Dave's invention of northern soul was similarly straightforward. ''It's taken on a magical, mythical status, but it's actually very prosaic. On Saturdays Soul City filled with northerners down for the football. Bright young Londoners slavishly followed the latest US black funk charts, whereas northerners didn't, going for pre-funk, upbeat, uptempo Chicago and Detroit records, the stereotypical northern soul sound.

''There was no radio-play then, so everyone was buying records unheard, including the shop. I used to audition each record, classifying them with a little hand-written notice for the shop's staff . . . hence 'northern soul'.''

Naturally, Soul City started its own shoestring Soul City label, quickly having a mainstream top 30 hit with Gene Chandler's northern classic, Nothing Can Stop Me. In contrast, the offshoot

Deep Soul label was spectacularly unsuccessful.

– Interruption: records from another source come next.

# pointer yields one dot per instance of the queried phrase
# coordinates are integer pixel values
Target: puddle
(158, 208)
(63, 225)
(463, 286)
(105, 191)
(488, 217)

''It actually bankrupted the record shop . . . we never sold more than 20 copies of any single,'' says Dave. ''It was too specialist and esoteric.''

He was therefore somewhat reluctant last year when invited to compile a deep soul collection by long-time chums at Kent. ''I sensed there was a hidden agenda: 'Dave's given a lot to the soul scene, he's got time on his hands now - let's indulge him.' I thought it was brave of Ace to commit to two volumes, no matter how badly the first one sold.

''I felt guilty that I'd come up with something so uncommercial. I couldn't sleep the night before it was released for fear they'd sell none.'' In fact, the disc sold thousands, and Dave's already compiling Volume 3.

''One great joy is the letters I've got from artists on the CD; from the son of the late Larry Banks, from one of the Just Brothers saying that I'd spotlit the best record the band had ever made, a fitting tribute to the Just Brother who'd died.

''It's been brilliant giving some little-known artists their five minutes of glory, and to think that so many people now own these records! It's worked out in everyone's interests. Of all the things I've done in my life, I think I'm most proud of this record . . . it's almost a spiritual fulfilment.''

And that, sir, as I'm sure you knew, is what soul music means.